Blunder at the Bar
It was with effusive confidence that Ken entered the upscale bar at the Smiling Tiger and chose his seat next to an attractive brunette. Better than her attractiveness, she was sipping a glass of wine. I hit the jackpot, Ken thought. He was one of a dozen people who had sat in on a wine tasting class the day before. No one knows a subject better than someone who has just been schooled.
Ken played it cool and ordered a glass of Merlot, presumably ignoring Miss Jackpot. He proceeded to hold his glass up to the light, nodding to himself in satisfaction after seeing the brilliance and clarity he was looking for. Next came the swirl. Holding the stem, he moved the glass in circles and examined the effect. He decided now was the time to show his accumulated facts about vino.
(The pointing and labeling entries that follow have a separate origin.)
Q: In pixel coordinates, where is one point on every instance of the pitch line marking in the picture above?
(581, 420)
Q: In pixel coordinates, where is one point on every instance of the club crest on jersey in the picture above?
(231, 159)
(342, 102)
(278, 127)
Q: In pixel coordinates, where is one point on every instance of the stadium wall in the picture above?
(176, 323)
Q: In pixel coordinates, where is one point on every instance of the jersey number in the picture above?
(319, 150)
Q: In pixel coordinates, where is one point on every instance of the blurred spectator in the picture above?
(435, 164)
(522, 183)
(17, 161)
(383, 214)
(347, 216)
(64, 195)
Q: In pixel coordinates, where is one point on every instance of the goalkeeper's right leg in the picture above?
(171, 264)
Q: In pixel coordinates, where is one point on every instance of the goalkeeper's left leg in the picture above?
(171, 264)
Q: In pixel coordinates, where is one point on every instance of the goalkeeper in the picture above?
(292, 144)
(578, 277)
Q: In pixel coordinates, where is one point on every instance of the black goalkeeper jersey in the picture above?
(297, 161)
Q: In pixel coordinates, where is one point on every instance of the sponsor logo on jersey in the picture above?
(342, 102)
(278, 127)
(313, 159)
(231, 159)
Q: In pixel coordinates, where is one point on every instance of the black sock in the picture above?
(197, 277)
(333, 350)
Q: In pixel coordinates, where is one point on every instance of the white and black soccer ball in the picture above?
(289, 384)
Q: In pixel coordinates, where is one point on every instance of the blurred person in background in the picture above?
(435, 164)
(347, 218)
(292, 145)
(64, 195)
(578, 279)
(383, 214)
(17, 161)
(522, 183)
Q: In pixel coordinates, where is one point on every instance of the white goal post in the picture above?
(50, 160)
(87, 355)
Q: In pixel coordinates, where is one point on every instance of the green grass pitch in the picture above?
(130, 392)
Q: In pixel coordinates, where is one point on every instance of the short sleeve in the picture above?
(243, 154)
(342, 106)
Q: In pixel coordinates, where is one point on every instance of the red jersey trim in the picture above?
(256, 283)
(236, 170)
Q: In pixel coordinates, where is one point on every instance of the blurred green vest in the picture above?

“I couldn’t help but notice,” he began to the woman, “that yours is really full-bodied.” He flashed a toothy smile for extra effect.
“I beg your pardon?” she retorted, snapping her head around.
“As they say, the heavier the alcohol content, the heavier the legs,” Ken continued.
“Whaaaaaat? You better apologize or say something that I’m gonna like!”
Ken was taken aback by her reaction to his reference to the streams of wine that fall down the glass after swirling it. They’re called legs.
He tried once more. “I see you’re drinking a dry red wine with tannins that cause puckering.”
She left Ken wondering if he should pair the fruity, acidic beverage that was streaming down his face with some lamb.